Christine Broom on Wildlife
Well there aren’t very many rabbits about now because of the myxomatosis. We do have a few but not like we used to. Saying that, that’s not such a bad thing although I like to eat rabbit and of course today that’s unheard of but that’s what I used to do, eat a lot of it.
Birds, there aren’t many birds about and because I keep racing pigeons, I’m a little bit biased but the main reason we haven’t go t them is nothing to do with the way farmers farm the land. It is the birds of prey that are allowed to multiply with no restrictions.
So, for example, two days this week I’ve looked outside to see a hen sparrow hawk sat on my bird table and she has taken all my small birds and I have a list here of all the birds that have been here in the last two or three months. They’ve sadly, virtually all gone. We are inundated with peregrines round the Island. There’s probably at least 15 or 20 pairs and they will take any bird, so birds are sadly lacking.
We have quite a few pheasants here but they are put down by the Keepers that shoot the ground … that have got Shoots round here so there are very few native pheasants and the same with partridges. They’re put down by the Keepers, so yes it has changed. There’s a lot less wildlife and sadly people that live in the country now, the type of people that live in the country have no interest in the country.
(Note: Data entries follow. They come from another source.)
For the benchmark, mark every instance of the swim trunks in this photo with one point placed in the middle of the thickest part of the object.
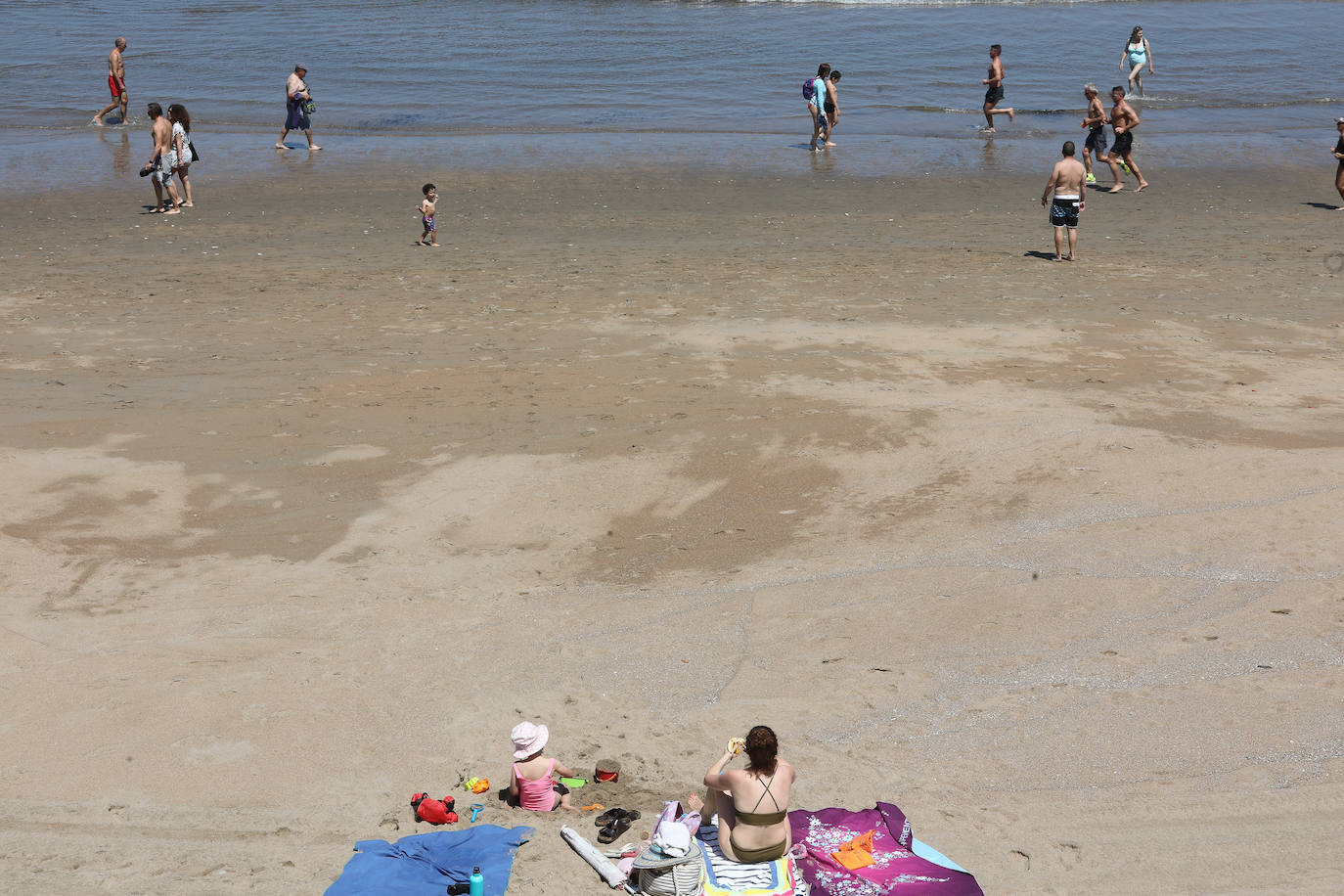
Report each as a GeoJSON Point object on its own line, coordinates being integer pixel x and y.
{"type": "Point", "coordinates": [162, 173]}
{"type": "Point", "coordinates": [295, 117]}
{"type": "Point", "coordinates": [1063, 211]}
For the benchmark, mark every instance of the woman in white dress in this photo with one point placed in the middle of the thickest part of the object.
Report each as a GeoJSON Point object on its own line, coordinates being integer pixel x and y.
{"type": "Point", "coordinates": [180, 155]}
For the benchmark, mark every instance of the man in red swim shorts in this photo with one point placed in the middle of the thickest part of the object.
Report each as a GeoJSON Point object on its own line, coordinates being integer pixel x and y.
{"type": "Point", "coordinates": [115, 82]}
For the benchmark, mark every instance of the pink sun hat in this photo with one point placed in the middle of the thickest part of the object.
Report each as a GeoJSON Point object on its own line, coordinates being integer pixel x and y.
{"type": "Point", "coordinates": [528, 739]}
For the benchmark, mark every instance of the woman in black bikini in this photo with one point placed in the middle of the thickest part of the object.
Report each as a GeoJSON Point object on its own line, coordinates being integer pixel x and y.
{"type": "Point", "coordinates": [759, 833]}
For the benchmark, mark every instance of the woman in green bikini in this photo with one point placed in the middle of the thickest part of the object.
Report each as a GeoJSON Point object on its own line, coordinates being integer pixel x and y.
{"type": "Point", "coordinates": [753, 805]}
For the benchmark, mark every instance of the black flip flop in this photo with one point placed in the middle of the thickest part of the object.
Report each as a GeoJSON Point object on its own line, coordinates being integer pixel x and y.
{"type": "Point", "coordinates": [613, 830]}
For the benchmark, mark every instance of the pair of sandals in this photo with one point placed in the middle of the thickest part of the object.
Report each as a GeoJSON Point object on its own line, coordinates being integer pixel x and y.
{"type": "Point", "coordinates": [614, 823]}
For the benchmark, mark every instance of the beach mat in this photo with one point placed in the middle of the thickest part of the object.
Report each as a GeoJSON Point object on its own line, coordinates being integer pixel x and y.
{"type": "Point", "coordinates": [904, 867]}
{"type": "Point", "coordinates": [427, 864]}
{"type": "Point", "coordinates": [725, 877]}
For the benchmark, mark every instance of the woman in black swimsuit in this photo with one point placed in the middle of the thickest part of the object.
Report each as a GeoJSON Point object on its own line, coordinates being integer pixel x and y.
{"type": "Point", "coordinates": [759, 833]}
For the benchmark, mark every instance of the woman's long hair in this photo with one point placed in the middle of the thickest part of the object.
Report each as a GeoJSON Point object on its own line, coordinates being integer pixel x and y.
{"type": "Point", "coordinates": [762, 749]}
{"type": "Point", "coordinates": [178, 113]}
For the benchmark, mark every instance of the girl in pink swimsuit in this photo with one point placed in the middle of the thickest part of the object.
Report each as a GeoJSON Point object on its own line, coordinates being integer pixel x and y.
{"type": "Point", "coordinates": [534, 782]}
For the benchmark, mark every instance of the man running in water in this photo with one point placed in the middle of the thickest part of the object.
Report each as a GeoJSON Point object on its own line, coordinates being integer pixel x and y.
{"type": "Point", "coordinates": [115, 82]}
{"type": "Point", "coordinates": [1122, 121]}
{"type": "Point", "coordinates": [995, 90]}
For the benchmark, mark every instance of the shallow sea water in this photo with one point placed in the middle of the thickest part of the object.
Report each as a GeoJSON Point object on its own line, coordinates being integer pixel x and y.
{"type": "Point", "coordinates": [525, 82]}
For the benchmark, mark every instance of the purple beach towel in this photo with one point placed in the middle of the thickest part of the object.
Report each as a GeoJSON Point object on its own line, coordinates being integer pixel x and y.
{"type": "Point", "coordinates": [898, 870]}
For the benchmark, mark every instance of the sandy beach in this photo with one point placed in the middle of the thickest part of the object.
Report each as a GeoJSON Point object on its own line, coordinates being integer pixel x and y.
{"type": "Point", "coordinates": [298, 518]}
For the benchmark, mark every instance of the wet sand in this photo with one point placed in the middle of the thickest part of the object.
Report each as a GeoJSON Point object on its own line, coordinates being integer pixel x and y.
{"type": "Point", "coordinates": [300, 518]}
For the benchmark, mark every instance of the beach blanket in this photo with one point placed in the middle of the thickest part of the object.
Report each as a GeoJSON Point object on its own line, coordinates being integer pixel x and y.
{"type": "Point", "coordinates": [723, 877]}
{"type": "Point", "coordinates": [427, 864]}
{"type": "Point", "coordinates": [902, 866]}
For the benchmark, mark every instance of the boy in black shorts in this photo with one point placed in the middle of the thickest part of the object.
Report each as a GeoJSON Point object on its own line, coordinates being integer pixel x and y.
{"type": "Point", "coordinates": [1095, 121]}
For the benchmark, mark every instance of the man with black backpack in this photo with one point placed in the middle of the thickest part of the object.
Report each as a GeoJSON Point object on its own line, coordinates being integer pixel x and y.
{"type": "Point", "coordinates": [816, 92]}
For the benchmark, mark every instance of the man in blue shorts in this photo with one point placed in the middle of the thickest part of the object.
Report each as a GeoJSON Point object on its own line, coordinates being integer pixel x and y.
{"type": "Point", "coordinates": [1066, 183]}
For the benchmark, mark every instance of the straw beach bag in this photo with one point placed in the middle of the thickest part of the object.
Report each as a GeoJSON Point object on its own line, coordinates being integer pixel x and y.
{"type": "Point", "coordinates": [672, 864]}
{"type": "Point", "coordinates": [686, 878]}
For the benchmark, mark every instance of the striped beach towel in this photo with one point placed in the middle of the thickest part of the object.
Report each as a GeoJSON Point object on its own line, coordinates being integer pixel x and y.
{"type": "Point", "coordinates": [723, 877]}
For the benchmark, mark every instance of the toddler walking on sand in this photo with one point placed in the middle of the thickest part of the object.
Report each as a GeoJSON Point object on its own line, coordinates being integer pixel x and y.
{"type": "Point", "coordinates": [426, 209]}
{"type": "Point", "coordinates": [534, 784]}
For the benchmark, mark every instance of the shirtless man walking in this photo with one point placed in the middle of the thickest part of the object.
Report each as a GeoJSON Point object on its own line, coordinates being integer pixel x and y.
{"type": "Point", "coordinates": [1122, 121]}
{"type": "Point", "coordinates": [1066, 182]}
{"type": "Point", "coordinates": [115, 82]}
{"type": "Point", "coordinates": [995, 90]}
{"type": "Point", "coordinates": [161, 162]}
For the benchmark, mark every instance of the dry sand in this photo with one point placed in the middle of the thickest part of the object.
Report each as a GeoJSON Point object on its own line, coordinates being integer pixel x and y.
{"type": "Point", "coordinates": [297, 518]}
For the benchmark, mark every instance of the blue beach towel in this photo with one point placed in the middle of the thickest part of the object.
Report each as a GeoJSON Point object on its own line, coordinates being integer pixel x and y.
{"type": "Point", "coordinates": [426, 864]}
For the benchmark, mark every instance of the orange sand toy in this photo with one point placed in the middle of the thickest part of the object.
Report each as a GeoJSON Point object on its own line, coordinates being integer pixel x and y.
{"type": "Point", "coordinates": [856, 853]}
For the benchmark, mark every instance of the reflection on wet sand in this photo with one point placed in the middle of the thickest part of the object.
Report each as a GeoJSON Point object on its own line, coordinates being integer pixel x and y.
{"type": "Point", "coordinates": [119, 147]}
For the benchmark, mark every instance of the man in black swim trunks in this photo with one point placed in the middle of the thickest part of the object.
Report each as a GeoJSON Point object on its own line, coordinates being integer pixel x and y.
{"type": "Point", "coordinates": [1066, 183]}
{"type": "Point", "coordinates": [830, 107]}
{"type": "Point", "coordinates": [995, 90]}
{"type": "Point", "coordinates": [1122, 121]}
{"type": "Point", "coordinates": [1339, 155]}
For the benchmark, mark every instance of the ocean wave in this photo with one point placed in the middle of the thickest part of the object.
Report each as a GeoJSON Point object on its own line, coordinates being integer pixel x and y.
{"type": "Point", "coordinates": [920, 3]}
{"type": "Point", "coordinates": [1164, 104]}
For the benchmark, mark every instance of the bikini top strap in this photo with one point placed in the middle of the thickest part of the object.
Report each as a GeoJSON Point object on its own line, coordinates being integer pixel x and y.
{"type": "Point", "coordinates": [768, 791]}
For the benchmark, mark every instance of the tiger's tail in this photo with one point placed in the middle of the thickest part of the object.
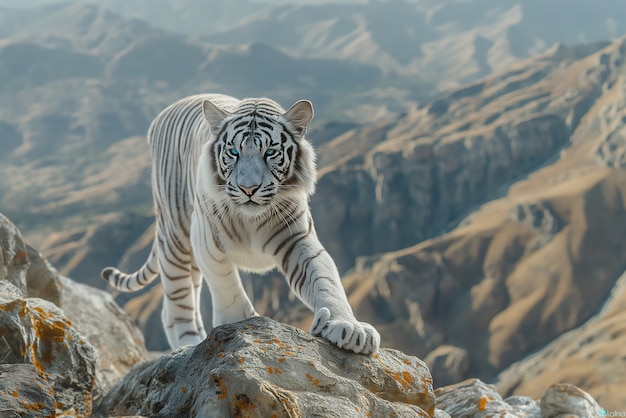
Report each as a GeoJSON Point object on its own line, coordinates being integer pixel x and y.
{"type": "Point", "coordinates": [136, 281]}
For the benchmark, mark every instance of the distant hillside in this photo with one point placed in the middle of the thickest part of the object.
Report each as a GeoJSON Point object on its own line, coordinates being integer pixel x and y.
{"type": "Point", "coordinates": [473, 197]}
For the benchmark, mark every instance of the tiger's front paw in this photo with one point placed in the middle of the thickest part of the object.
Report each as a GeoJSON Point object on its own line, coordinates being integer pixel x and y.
{"type": "Point", "coordinates": [348, 334]}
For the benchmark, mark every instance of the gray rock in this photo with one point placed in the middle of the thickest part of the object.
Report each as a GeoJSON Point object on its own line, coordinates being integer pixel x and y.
{"type": "Point", "coordinates": [42, 279]}
{"type": "Point", "coordinates": [36, 332]}
{"type": "Point", "coordinates": [448, 364]}
{"type": "Point", "coordinates": [24, 392]}
{"type": "Point", "coordinates": [260, 367]}
{"type": "Point", "coordinates": [563, 400]}
{"type": "Point", "coordinates": [475, 399]}
{"type": "Point", "coordinates": [118, 343]}
{"type": "Point", "coordinates": [13, 255]}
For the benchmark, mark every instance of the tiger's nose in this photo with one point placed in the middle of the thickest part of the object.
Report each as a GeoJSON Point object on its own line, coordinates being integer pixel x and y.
{"type": "Point", "coordinates": [249, 191]}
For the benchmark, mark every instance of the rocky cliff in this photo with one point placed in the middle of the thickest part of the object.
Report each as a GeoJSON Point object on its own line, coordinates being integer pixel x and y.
{"type": "Point", "coordinates": [79, 355]}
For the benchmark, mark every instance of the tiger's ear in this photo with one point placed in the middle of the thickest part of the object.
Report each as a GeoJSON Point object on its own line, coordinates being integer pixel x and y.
{"type": "Point", "coordinates": [214, 114]}
{"type": "Point", "coordinates": [299, 115]}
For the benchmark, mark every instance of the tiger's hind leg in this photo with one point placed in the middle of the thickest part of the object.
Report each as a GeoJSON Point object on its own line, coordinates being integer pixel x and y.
{"type": "Point", "coordinates": [196, 279]}
{"type": "Point", "coordinates": [180, 309]}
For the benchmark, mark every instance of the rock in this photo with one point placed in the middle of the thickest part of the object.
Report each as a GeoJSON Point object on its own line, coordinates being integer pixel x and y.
{"type": "Point", "coordinates": [475, 399]}
{"type": "Point", "coordinates": [90, 321]}
{"type": "Point", "coordinates": [13, 255]}
{"type": "Point", "coordinates": [118, 343]}
{"type": "Point", "coordinates": [24, 392]}
{"type": "Point", "coordinates": [448, 364]}
{"type": "Point", "coordinates": [260, 367]}
{"type": "Point", "coordinates": [563, 400]}
{"type": "Point", "coordinates": [42, 280]}
{"type": "Point", "coordinates": [36, 331]}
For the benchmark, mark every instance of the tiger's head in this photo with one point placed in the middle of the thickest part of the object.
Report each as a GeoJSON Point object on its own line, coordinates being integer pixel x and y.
{"type": "Point", "coordinates": [259, 153]}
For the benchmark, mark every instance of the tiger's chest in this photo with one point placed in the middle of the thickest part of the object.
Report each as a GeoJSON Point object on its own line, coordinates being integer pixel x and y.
{"type": "Point", "coordinates": [244, 243]}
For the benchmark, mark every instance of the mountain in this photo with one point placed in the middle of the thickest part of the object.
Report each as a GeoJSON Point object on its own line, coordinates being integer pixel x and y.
{"type": "Point", "coordinates": [477, 216]}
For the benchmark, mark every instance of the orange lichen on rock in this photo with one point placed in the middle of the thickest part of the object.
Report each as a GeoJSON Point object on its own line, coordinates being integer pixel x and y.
{"type": "Point", "coordinates": [272, 370]}
{"type": "Point", "coordinates": [482, 403]}
{"type": "Point", "coordinates": [313, 381]}
{"type": "Point", "coordinates": [221, 392]}
{"type": "Point", "coordinates": [404, 378]}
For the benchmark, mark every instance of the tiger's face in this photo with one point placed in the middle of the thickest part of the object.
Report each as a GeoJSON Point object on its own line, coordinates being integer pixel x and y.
{"type": "Point", "coordinates": [259, 153]}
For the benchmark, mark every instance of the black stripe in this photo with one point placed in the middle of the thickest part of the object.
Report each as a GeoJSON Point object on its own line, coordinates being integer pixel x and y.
{"type": "Point", "coordinates": [284, 226]}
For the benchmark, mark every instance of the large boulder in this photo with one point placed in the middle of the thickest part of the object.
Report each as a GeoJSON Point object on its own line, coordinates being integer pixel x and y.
{"type": "Point", "coordinates": [24, 392]}
{"type": "Point", "coordinates": [36, 332]}
{"type": "Point", "coordinates": [75, 338]}
{"type": "Point", "coordinates": [260, 367]}
{"type": "Point", "coordinates": [475, 399]}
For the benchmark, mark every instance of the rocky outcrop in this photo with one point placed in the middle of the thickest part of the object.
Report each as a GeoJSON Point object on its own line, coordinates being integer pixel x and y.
{"type": "Point", "coordinates": [78, 343]}
{"type": "Point", "coordinates": [24, 392]}
{"type": "Point", "coordinates": [475, 399]}
{"type": "Point", "coordinates": [37, 332]}
{"type": "Point", "coordinates": [54, 366]}
{"type": "Point", "coordinates": [262, 368]}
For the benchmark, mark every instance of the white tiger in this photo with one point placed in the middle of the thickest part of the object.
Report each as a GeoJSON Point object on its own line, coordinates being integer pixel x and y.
{"type": "Point", "coordinates": [231, 182]}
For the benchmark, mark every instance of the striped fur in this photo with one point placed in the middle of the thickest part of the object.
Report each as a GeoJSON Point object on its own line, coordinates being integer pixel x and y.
{"type": "Point", "coordinates": [231, 182]}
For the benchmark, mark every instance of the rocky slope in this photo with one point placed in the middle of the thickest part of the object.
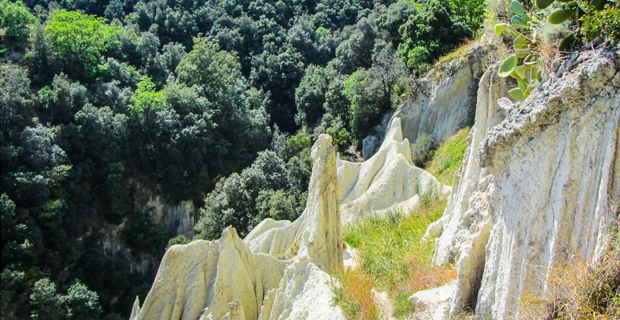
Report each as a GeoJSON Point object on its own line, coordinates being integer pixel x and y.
{"type": "Point", "coordinates": [536, 185]}
{"type": "Point", "coordinates": [279, 271]}
{"type": "Point", "coordinates": [387, 179]}
{"type": "Point", "coordinates": [445, 100]}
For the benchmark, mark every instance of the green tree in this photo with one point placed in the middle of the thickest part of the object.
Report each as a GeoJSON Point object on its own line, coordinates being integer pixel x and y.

If I say to them for example, “There’s a pair of snipe in my moor” they’ll say, “What’s that?” when they were quite common birds and now are rare and I’m delighted when I see them. We’ve got kingfishers in the river. The River Yar runs through my farm. It rises at Bierley at Niton and it ends up at St Helens. Down in the river there’s kingfishers and I have apparently the highest stock density per yard or however they measured it by the Environment Agency of fish, so it has changed, animal and bird wise.